As lua newbie, I went through the same problem. Now I know one should've read the book/manual first, before starting with the language, but what got me into lua was luajit, so I got too excited and skipped them.. I also got the feeling that the language was small, so I can learn it iteratively... Few days ago I got the 5.1 book (2nd edition), and gonna read it tonight on the plane (10+ hour flight + - plenty of time to reread).

What really got me confused about __newindex, __index is that "new" there - I thought this is only for new indices, so __index should be for "old", existing keys... But no :)

Maybe __setnewindex and __getnewindex might've been better choice? Not that these names are any better, except that they both talk about "new" or non-existing indices... It's not very easy to choose small consistent names that most people would grok the first time they see them.

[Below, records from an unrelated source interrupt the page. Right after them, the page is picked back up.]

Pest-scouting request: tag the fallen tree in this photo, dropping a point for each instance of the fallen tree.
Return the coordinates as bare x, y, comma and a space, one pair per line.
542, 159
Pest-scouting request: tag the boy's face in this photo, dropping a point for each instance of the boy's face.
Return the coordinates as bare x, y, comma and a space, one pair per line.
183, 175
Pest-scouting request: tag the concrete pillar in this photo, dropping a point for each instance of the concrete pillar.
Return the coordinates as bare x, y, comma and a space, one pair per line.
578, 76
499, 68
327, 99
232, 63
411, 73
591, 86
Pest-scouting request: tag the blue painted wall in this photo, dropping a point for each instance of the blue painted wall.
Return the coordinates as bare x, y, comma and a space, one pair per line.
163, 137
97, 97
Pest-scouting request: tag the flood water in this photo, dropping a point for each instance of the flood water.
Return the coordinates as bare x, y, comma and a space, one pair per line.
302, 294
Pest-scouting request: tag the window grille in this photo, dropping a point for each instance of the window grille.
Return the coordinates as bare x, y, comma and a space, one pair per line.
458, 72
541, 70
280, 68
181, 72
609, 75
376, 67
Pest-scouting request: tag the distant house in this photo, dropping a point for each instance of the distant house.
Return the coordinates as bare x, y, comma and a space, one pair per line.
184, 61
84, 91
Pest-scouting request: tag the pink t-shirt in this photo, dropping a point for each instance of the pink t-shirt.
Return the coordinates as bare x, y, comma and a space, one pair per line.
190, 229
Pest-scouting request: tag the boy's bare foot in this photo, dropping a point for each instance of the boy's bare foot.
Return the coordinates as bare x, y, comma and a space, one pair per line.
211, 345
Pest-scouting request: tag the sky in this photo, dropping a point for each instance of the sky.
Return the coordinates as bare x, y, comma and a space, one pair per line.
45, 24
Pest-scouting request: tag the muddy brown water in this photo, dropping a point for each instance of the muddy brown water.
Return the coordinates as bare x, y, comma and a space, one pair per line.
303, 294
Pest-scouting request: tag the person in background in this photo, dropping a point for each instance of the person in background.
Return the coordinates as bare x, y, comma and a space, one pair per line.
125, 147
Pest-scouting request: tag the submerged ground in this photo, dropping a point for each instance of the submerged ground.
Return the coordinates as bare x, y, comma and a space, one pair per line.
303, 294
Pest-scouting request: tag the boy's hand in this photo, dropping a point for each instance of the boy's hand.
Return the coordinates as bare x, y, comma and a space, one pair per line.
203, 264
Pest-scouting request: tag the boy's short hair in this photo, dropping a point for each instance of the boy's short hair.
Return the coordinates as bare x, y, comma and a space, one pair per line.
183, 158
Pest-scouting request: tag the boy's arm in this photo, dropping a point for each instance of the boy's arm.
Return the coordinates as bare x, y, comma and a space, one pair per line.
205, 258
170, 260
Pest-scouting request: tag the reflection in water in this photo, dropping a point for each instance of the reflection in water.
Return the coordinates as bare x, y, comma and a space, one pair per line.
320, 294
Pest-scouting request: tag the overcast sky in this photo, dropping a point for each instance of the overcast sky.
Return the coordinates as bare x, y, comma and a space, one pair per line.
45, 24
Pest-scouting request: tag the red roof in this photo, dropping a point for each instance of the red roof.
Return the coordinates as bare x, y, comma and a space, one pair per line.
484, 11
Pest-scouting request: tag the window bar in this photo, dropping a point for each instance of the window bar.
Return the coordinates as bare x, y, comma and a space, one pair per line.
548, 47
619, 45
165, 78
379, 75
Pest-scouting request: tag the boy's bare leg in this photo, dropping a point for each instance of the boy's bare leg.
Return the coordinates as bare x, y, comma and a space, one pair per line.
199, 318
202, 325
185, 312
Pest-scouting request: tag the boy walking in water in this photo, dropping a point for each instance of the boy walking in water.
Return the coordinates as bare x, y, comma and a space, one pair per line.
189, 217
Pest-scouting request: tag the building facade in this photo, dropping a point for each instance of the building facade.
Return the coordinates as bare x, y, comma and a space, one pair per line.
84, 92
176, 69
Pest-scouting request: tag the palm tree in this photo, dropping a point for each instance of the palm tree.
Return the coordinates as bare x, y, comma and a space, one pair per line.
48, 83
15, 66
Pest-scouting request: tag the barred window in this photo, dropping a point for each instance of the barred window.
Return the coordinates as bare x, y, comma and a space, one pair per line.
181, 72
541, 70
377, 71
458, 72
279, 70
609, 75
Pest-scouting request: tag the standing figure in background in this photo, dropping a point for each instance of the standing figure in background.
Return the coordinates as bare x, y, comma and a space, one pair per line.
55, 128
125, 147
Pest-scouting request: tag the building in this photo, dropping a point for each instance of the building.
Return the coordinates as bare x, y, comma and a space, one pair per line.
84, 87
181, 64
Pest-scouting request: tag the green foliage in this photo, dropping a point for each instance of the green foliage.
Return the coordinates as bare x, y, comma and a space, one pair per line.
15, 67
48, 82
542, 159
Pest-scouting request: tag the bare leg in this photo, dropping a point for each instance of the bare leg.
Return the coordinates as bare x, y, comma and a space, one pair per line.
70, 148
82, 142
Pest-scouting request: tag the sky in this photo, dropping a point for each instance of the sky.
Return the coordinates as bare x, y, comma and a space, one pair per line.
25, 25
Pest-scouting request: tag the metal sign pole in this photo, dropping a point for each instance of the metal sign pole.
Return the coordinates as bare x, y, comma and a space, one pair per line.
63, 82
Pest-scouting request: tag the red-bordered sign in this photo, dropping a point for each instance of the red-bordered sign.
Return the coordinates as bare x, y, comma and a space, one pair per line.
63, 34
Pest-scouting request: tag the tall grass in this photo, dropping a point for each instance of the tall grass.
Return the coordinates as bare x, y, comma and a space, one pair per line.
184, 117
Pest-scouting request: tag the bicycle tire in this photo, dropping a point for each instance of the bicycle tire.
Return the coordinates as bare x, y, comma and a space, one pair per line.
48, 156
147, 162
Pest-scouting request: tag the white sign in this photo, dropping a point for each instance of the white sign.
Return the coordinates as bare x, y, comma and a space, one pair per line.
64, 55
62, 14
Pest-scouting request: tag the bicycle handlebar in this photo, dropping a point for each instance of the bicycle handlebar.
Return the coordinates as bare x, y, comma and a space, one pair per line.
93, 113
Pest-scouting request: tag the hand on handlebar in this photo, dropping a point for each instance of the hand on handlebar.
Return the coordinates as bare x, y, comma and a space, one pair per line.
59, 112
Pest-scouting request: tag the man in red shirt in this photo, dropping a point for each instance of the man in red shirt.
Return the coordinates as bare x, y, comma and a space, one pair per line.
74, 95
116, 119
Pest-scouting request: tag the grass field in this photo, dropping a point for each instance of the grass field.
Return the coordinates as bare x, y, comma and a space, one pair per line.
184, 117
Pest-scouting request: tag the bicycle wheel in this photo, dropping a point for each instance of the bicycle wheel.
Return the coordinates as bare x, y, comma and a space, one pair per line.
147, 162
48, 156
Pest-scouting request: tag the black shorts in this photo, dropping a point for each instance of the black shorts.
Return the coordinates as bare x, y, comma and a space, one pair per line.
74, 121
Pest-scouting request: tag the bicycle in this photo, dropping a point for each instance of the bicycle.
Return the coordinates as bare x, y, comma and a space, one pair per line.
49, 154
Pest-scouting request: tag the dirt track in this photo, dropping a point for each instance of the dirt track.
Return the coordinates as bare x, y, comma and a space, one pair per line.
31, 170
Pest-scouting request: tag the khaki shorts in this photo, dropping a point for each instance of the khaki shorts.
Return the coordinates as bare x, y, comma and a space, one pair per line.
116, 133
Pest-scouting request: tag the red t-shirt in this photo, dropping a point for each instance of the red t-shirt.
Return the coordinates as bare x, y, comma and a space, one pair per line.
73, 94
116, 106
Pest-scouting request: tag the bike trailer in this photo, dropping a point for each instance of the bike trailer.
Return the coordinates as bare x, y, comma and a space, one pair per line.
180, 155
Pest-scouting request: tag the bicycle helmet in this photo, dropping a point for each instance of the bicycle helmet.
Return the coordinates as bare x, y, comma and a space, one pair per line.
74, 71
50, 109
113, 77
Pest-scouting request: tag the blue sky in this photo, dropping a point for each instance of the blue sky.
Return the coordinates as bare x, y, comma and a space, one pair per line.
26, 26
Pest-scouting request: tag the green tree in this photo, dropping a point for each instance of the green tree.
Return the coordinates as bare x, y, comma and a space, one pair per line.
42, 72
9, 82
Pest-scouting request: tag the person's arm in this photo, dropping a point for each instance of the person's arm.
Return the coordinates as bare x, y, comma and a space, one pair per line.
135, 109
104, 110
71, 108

The clue was already there though: in the two leading underscores "__" - that clue kind of made me feel, that something here required some more detailed knowledge about the language, and it exposes something very peculiar to it. That's how I got it, so far avoiding the __ (almost no metatables in my code, but once I get them I'll start using them). My next attempt was to wrap through luajit the ZeroMQ library more OOP-ish way - and it failed performance wise (compared to direct FFI "C"-iish way).